The CDC Now Recommends One-Time Hepatitis C Test for Baby Boomers
SIOUX FALLS (Feb. 1, 2013) - Baby Boomers – the largest population group in the United States – share common memories of hula hoops, rock ‘n’ roll, record albums and TV sit-coms. Unfortunately, members of this generation born between 1945 and 1965 also share a higher risk of liver damage due to hepatitis C.
“Hepatitis C is a silent killer,” said Dr. Hesham Elgouhari, hepatologist with Avera Medical Group Liver Disease Sioux Falls. Hepatitis C is a liver disease that results from infection with the hepatitis C virus. The disease can cause serious health problems including liver damage, cirrhosis, liver cancer and even death. In fact, hepatitis C is a leading cause of liver cancer and the leading cause of liver transplants. “People with hepatitis C often have no symptoms and can live with an infection for decades without feeling ill,” Dr. Elgouhari said.
The liver has many functions, but its main role is to filter blood from the digestive tract before it goes to the rest of the body. The liver detoxifies chemicals and metabolizes drugs. It also produces proteins which are important for blood clotting and other functions. “There is no replacement for the human liver,” Dr. Elgouhari said. There are no medical procedures or treatments which can provide liver function, for example, in the way that dialysis can substitute for kidney function. “The only cure for liver failure is a liver transplant.”

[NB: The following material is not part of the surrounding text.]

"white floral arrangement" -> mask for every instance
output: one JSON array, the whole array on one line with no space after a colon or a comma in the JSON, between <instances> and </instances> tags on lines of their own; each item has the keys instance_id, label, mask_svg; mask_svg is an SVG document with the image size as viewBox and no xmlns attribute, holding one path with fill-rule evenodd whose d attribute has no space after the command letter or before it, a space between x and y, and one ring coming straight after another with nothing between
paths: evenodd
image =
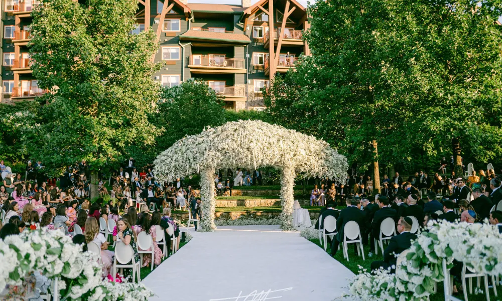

More than 75 percent of adults with hepatitis C were born from 1945 through 1965, and most don’t know they are infected. Baby Boomers are five times more likely to be infected with hepatitis C than other population groups. Yet serious complications for this silent disease are preventable through appropriate treatment. That’s why the Centers for Disease Control and Prevention (CDC) now recommends that everyone born between 1945 and 1965 have a one-time blood test for hepatitis C.
“There are a lot of people in our region who have a hepatitis C infection, and don’t even know it,” Dr. Elgouhari said.
Why are Baby Boomers at higher risk? It’s believed that many people became infected decades ago, in the 1970s and 1980s, when rates of hepatitis C were the highest. Hepatitis C is primarily spread through contact with blood from an infected person. Possible ways of infection include receiving contaminated blood and blood products before widespread screening of the blood supply began in 1992 and universal precautions were adopted, or injecting drugs, even if only once in the past. Still, many Baby Boomers with hepatitis C do not know how or when they were infected.
In addition to Baby Boomers, anyone who received a blood transfusion before July 1992, and anyone who has a history of IV drug use – even one time – should be screened with the hepatitis C virus (HCV) test, also known as the hepatitis C antibody test. It’s a simple blood test performed at a physician’s clinic.
New medications have recently been approved by the FDA, making treatment more effective than ever. “If treatment is effective, it essentially cures hepatitis C, and a patient’s risk for liver failure and liver-related death goes down significantly,” Dr. Elgouhari said. “Our goal is to catch hepatitis C early – before it can cause significant liver damage. If you believe you might be at risk for hepatitis C, ask your primary care provider about the one-time blood test to check for this virus.”